Comme il était à craindre, ce référentiel unique s’avère problématique à plusieurs titre :
Une première analyse du référentiel et des points de vigilance identifiés par la FAS est disponible en en ligne, elle a été transmise à la Haute Autorité de Santé. La FAS a également sollicité la DIHAL, qui est à l’écoute des problématiques que peut poser le référentiel aux établissements du secteur AHI et se mobilise sur le sujet. L’objectif visé par la FAS est d’obtenir plus de latitude, pour que le référentiel puisse être retravaillé en concertation avec les têtes de réseau concernées, ou que ses critères puissent a minima être adaptés, afin de mieux tenir compte de la spécificité des établissements de l’AHI et du DNA.
Quelle compensation du coût des évaluations ?
Dans l’article du PLFSS annulé par le Conseil constitutionnel figurait également une mention relative à la compensation par la CNSA, pour les ESSMS relevant de son périmètre, des surcoûts générés par la réalisation des évaluations -sans que ne soient détaillées les modalités concrètes de cette compensation financière. Néanmoins, rien n’était prévu pour les établissements du secteur AHI, du DNA ou ceux qui relèvent de l’ONDAM spécifique ou encore de la protection de l’enfance, ce qui induisait une inégalité de traitement entre secteurs.

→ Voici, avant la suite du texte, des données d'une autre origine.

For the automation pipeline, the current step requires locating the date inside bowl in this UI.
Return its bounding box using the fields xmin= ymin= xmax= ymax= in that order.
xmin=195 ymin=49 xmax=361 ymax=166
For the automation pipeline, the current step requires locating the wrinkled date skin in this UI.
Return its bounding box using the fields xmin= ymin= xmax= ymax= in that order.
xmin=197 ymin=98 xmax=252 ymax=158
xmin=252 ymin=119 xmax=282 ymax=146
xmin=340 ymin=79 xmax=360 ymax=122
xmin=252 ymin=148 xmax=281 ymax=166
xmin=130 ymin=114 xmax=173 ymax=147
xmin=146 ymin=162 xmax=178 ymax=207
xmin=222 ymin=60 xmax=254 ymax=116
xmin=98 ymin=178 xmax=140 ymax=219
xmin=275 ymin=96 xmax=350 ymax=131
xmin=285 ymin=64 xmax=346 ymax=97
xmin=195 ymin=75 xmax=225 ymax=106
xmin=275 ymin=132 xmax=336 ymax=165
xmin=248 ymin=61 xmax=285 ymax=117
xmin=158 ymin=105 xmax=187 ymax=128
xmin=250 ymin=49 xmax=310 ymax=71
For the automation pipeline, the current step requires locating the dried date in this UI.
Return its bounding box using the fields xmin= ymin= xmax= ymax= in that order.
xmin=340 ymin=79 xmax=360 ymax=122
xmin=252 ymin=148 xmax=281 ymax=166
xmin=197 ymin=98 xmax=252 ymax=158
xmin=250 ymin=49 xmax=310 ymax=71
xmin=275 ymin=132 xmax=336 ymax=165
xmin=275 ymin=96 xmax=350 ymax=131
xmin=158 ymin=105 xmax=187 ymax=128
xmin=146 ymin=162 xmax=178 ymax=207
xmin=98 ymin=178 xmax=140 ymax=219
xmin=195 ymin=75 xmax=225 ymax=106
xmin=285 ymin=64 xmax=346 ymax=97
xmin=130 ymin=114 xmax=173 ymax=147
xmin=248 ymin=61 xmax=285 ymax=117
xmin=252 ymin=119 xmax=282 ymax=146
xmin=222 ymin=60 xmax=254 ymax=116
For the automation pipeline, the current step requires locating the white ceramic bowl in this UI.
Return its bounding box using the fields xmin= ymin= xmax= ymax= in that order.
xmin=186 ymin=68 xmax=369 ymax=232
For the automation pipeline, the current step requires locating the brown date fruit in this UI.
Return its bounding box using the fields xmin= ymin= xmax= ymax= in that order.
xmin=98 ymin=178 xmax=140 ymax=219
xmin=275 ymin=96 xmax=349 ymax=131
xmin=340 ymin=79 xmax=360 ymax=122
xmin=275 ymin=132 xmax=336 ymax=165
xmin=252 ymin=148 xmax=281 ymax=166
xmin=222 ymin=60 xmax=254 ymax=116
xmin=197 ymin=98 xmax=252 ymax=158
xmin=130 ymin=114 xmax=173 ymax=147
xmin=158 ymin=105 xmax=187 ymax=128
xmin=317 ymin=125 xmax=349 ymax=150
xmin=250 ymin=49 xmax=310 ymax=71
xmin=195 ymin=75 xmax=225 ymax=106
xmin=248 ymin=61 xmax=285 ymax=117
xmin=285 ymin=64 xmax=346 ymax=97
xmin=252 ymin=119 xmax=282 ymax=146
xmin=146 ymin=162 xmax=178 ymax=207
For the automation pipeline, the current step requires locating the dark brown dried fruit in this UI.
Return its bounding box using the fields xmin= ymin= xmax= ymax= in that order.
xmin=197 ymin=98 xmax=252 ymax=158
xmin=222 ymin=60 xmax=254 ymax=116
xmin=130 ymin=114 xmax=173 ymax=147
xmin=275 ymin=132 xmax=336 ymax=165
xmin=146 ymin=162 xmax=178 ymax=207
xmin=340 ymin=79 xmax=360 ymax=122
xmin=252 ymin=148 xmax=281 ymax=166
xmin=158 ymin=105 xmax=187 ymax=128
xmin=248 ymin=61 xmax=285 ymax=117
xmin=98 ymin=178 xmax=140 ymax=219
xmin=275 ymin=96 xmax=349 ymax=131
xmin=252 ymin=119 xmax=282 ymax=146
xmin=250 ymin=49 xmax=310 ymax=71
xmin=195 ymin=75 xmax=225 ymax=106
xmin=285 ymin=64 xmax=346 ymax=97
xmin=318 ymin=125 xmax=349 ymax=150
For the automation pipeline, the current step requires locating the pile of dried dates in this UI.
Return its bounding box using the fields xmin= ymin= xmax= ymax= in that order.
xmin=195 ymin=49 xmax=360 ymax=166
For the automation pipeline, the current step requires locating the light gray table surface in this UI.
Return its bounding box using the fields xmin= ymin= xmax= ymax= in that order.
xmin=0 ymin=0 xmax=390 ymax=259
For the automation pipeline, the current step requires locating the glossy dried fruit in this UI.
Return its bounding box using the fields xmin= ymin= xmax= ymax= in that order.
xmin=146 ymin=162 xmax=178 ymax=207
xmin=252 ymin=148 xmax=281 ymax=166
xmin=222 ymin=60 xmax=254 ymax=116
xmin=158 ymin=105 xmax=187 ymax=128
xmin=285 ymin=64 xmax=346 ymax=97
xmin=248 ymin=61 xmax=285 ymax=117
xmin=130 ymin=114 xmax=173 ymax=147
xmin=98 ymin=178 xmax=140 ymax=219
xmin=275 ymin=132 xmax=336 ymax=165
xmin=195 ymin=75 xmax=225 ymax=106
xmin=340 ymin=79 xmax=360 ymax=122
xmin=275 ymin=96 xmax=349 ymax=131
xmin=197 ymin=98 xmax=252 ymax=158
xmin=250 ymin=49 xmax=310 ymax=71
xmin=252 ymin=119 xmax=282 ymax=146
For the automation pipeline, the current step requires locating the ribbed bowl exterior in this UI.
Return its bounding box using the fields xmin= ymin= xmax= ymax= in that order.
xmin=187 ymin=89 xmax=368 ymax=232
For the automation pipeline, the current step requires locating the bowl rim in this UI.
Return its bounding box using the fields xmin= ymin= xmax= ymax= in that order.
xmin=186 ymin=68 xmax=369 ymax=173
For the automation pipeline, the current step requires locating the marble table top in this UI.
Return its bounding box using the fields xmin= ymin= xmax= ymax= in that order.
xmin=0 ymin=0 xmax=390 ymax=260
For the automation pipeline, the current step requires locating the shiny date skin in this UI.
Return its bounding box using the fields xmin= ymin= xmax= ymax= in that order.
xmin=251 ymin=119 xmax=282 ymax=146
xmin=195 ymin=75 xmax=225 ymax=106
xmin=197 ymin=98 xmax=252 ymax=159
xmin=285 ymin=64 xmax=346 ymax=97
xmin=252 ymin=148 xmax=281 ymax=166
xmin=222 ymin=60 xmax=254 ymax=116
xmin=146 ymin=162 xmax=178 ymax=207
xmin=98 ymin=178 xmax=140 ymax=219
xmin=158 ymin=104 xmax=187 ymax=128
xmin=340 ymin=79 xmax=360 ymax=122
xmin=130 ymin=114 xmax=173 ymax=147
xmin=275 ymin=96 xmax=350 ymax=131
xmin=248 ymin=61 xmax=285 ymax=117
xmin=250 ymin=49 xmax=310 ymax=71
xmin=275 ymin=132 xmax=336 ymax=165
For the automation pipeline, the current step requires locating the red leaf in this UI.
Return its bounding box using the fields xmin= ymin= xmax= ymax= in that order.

La FAS considère que le gouvernement doit aujourd’hui s’assurer de la compensation de ces coûts pour l’ensemble des ESSMS, quelles que soient leurs modalités de financement, pour que tous bénéficient d’un soutien équitable dans le cadre du nouveau dispositif d’évaluation, alors même que les coûts des évaluations risquent d’augmenter avec les exigences accrues induites par la réforme et la mise en place de l’accréditation des organismes évaluateurs
Si les coûts des évaluations ne sont pas pris en charge pour les établissements des secteurs mentionnés, ces derniers seront alors dans l’obligation d’assumer ces frais supplémentaires, au détriment d’autres postes de dépenses. In fine, c’est l’amélioration de la qualité de service visée par la réforme de l’évaluation qui pourrait être remise en question, les surcoûts risquant d’induire de manière indirecte une dégradation des prestations proposées aux personnes accueillies.
Lancement d’un groupe de travail national sur l’évaluation
Au vu des actualités récentes sur la réforme de l’évaluation, et malgré le report de l’entrée en vigueur du nouveau dispositif, la FAS a décidé de mettre en place un groupe national sur l’évaluation, afin d’avoir un espace d’échange avec une diversité d’adhérents (origine géographique, type et taille d’établissements), dans l’objectif de produire des décryptages et de l’outillage à destination de l’ensemble du réseau.